In terms of manufacturing, we’re not just talking about producing plastics or everyday items like socks and shoes. China is a global superpower in high-tech exports, including electronics, metals, and chemicals. This dominance is a major concern for Washington, which is why the CHIPS Act was created.
Even with the CHIPS Act, the US faces significant challenges in regaining its manufacturing foothold. TSMC has raised concerns about the difficulties it encounters with its expansion in Arizona, including issues with infrastructure and the challenge of finding skilled talent for semiconductor manufacturing in the US (see my previous piece on semiconductors).

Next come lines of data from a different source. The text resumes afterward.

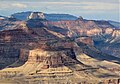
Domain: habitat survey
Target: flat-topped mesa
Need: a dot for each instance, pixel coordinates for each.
(80, 18)
(36, 15)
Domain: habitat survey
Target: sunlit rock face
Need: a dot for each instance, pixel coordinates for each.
(86, 40)
(36, 15)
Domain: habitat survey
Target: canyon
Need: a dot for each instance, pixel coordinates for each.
(37, 50)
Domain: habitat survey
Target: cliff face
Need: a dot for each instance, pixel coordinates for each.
(44, 50)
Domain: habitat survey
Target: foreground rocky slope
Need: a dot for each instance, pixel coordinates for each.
(40, 51)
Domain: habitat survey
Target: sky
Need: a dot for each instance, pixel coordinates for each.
(88, 9)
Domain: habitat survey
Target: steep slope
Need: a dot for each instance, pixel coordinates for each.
(40, 51)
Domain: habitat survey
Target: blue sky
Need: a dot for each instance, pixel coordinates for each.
(89, 9)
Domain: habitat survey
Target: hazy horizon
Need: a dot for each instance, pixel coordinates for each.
(88, 9)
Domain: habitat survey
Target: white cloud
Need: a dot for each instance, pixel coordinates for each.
(19, 5)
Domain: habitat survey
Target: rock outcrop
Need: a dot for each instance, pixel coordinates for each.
(36, 15)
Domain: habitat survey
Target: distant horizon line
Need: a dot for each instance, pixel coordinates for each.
(60, 13)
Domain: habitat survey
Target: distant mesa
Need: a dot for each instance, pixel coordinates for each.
(36, 15)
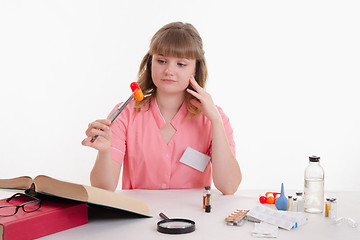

Finally, here is another chart of global high-tech exports by countries (source: SL Kanthan Twitter):
Finally, and most importantly, China's need and urgency to build and develop AI is much greater than that of the US. Let me explain. For China, demographics present a challenge that AI is poised to address. Contrary to the concerns of many China skeptics, the demographic issue is not as pressing for Beijing as it might seem. As mentioned earlier, China already outperforms the West in terms of STEM talent among its youth. The main issue Beijing is tackling is the replacement of low-skilled factory workers. When China opened up and joined the WTO in 2001, it became a hotspot for multinationals seeking cheap labor. However, as China advances up the manufacturing value chain and its middle class grows, many young Chinese are unwilling to work in low-wage factory jobs, highlighting the true demographic challenge (courtesy: Statista).
In contrast, the situation in the US is quite different. The majority of US GDP comes from services and private industry, totaling a staggering $23.5 trillion. Much of the discussion about AI in the US revolves around its potential to replace roles in these service sectors. This isn't limited to mundane jobs; it extends to high-profile positions such as investment bankers, hedge fund managers, real estate brokers, doctors, and lawyers—some of the largest taxpayers and key voting blocks. The question arises: will US politicians allow AI to advance unchecked if it threatens to displace these influential professionals? The risk of significant pushback from those seeking to protect their jobs could influence policy decisions.
For years, Wall Street and media outlets like CNBC have glamorized AI, but recently, they have begun to question its viability. The primary concern is the substantial capital expenditures (CapEx) required by tech firms, which are yielding minimal returns. Given an economic and financial system that prioritizes short-term gains, money printing, and extreme financial engineering, there’s skepticism about whether long-term AI success is feasible—especially when competing against a long-term-focused industrial powerhouse like China.
That said, the US is not without its advantages compared to China. The US still boasts some of the largest market-cap tech firms, the world’s leading STEM research universities, and a strong pool of tech talent eager to come to the US. However, in the grand scheme of things, the current edge belongs to China. To compete effectively in the 21st-century AI race, the US will need to make a concerted and significant effort.
If the previous technology revolution brought sky-high stock market returns, deflation, and a significant productivity boost, this new technological revolution will demand much more energy, extensive infrastructure development, and may lead to inflation and social unrest. The country that excels in tech talent, cheap electricity, access to commodities, and manufacturing capabilities will likely dominate the global AI race. As it stands, China is currently ahead.